A phéno on avait même édité « Le thésaurus de Netrunner » acclamé par la foule en délire et par WoTC… De l’encyclopédie vivante du jeu Emmmanuel Estournet (qui est même passé me voir sur Angers)
Entendu dire beaucoup de bien de Netrunner, mais il faut pouvoir encore en trouver aujourd’hui, ça n’a pas l’air facile. Sinon je passerai peut-être par Cosmic Encounter, qui a été réédité il me semble et dont Richard Garfield s’était fortement inspiré pour concevoir Magic.
ça fait plaisir de lire ça, j’ai trouvé ton site par hasard, et j’ai commencé aussi comme toi vers la même période. 1995 pour être exact.
Et quand j’ai arrêté, je me suis dit qu’un jour, si j’ai des gamins, ou si j’ai une envie de jouer avec des potes, il me faudrait mon matos. J’ai donc pas vendu.
J’ai même 12 starter 3eme édition bords noirs français qui dorment dans mon armoire, sous blister, au cas ou je revoudrais me faire un deck potable avec des vrais doubles terrains (l’un des nerfs de la guerre à Magic)
La spéculation sur les doubles terrains à l’Oeuf Cube, c’était comme la bulle Telecom à Wall Street : tout aussi rentable !
Je me suis arrêté à Invasion en fait. Dès que le design a changé, j’ai arrêté.

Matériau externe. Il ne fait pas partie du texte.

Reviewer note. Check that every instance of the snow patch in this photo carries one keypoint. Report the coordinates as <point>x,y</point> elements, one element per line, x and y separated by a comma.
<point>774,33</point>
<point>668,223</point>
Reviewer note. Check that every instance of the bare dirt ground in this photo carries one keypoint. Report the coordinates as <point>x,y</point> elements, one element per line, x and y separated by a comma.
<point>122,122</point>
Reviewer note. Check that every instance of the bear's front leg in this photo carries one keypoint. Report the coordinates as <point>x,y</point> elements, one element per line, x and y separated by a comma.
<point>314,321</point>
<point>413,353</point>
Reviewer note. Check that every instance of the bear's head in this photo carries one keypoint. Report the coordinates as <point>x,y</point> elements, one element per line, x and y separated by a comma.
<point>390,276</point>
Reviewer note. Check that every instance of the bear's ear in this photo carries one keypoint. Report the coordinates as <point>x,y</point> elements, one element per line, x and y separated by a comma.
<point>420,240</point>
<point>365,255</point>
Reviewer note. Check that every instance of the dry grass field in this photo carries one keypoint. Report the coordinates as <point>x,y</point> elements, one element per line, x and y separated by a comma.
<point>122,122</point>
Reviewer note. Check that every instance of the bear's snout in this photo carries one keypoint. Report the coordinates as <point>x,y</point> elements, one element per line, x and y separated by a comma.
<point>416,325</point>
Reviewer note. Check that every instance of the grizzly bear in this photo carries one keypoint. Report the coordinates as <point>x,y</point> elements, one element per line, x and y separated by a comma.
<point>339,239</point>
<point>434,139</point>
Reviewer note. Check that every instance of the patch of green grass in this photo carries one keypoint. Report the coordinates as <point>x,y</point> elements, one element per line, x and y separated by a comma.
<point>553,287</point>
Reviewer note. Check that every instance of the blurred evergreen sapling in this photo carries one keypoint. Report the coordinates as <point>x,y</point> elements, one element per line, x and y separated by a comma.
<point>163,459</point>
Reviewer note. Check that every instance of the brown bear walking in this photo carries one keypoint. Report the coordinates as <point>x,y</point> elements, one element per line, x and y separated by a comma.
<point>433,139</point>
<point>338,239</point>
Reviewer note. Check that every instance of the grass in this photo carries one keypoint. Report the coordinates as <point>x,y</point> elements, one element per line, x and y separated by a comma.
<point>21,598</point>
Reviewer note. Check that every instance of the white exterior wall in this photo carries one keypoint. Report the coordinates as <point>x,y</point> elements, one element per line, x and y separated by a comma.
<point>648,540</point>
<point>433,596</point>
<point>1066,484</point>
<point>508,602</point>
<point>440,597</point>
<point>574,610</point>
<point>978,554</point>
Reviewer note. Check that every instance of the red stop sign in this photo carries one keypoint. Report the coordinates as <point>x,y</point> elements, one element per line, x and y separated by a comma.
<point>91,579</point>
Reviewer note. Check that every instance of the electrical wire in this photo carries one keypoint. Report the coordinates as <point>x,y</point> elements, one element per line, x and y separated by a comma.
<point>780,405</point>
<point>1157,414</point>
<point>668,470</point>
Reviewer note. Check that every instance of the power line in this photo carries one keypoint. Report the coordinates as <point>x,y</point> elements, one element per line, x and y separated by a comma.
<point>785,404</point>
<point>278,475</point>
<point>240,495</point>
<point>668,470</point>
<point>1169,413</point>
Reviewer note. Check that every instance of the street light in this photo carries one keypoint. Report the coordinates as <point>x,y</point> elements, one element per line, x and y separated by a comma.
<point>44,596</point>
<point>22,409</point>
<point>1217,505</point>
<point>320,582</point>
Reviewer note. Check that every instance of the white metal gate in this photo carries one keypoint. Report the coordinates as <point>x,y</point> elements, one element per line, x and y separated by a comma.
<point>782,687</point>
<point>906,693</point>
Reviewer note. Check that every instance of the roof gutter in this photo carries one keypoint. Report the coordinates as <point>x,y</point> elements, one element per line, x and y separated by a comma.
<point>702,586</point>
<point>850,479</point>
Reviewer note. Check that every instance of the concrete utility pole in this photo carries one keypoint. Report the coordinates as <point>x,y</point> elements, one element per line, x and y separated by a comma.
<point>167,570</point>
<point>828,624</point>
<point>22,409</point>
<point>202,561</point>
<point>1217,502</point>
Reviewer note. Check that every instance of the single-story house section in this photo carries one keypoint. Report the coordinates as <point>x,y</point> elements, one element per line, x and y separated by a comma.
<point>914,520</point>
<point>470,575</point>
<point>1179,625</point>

J’étais fan de l’étendu, et j’avais fait MON deck à l’époque. Un deck fait pour dégouter les mono rouges et jeu nécro qui pulullaient en format étendu : le jeu Nicol Bolas (réédité en Chronicles et qu’on pouvait donc jouer) : marais + messe noire + charme funéraire sur moi et je me défausse de Nicol Bolas + shallow grave. Tu perds 7 t’as plus de main, t’es en slip.
Ajouter ça avec quelques monstres sympas (c’est quand même cool de pouvoir réanimer un polar kraken)
Mais l’esprit a disparu. Je ne sais pas ce qu’il en est aujourd’hui. Je me souviens juste du nouveau design que j’ai détesté ou on est passé du vrai dessin au dessin fait par ordinateur. Magic a perdu son ame originale à ce moment là. La stratégie pouvait être là, l’ambiance n’y était plus.
Salut et bienvenue ! Nicol Bolaaaaas <3 TIré dans mon premier booster Legends...
L’esprit des illus est clairement devenu plus conventionnel, tirant vers le photoshopage. Mais tu as quand même des illustrateurs plus classiques et reconnus comme Aleksi Briclot qui travaillent pour le jeu et conservent une patte plus « peinture ».
L’esprit de la communauté a clairement survécu en tout cas. J’y retourne sous peu, on va voir comme les gros événements se déroulent.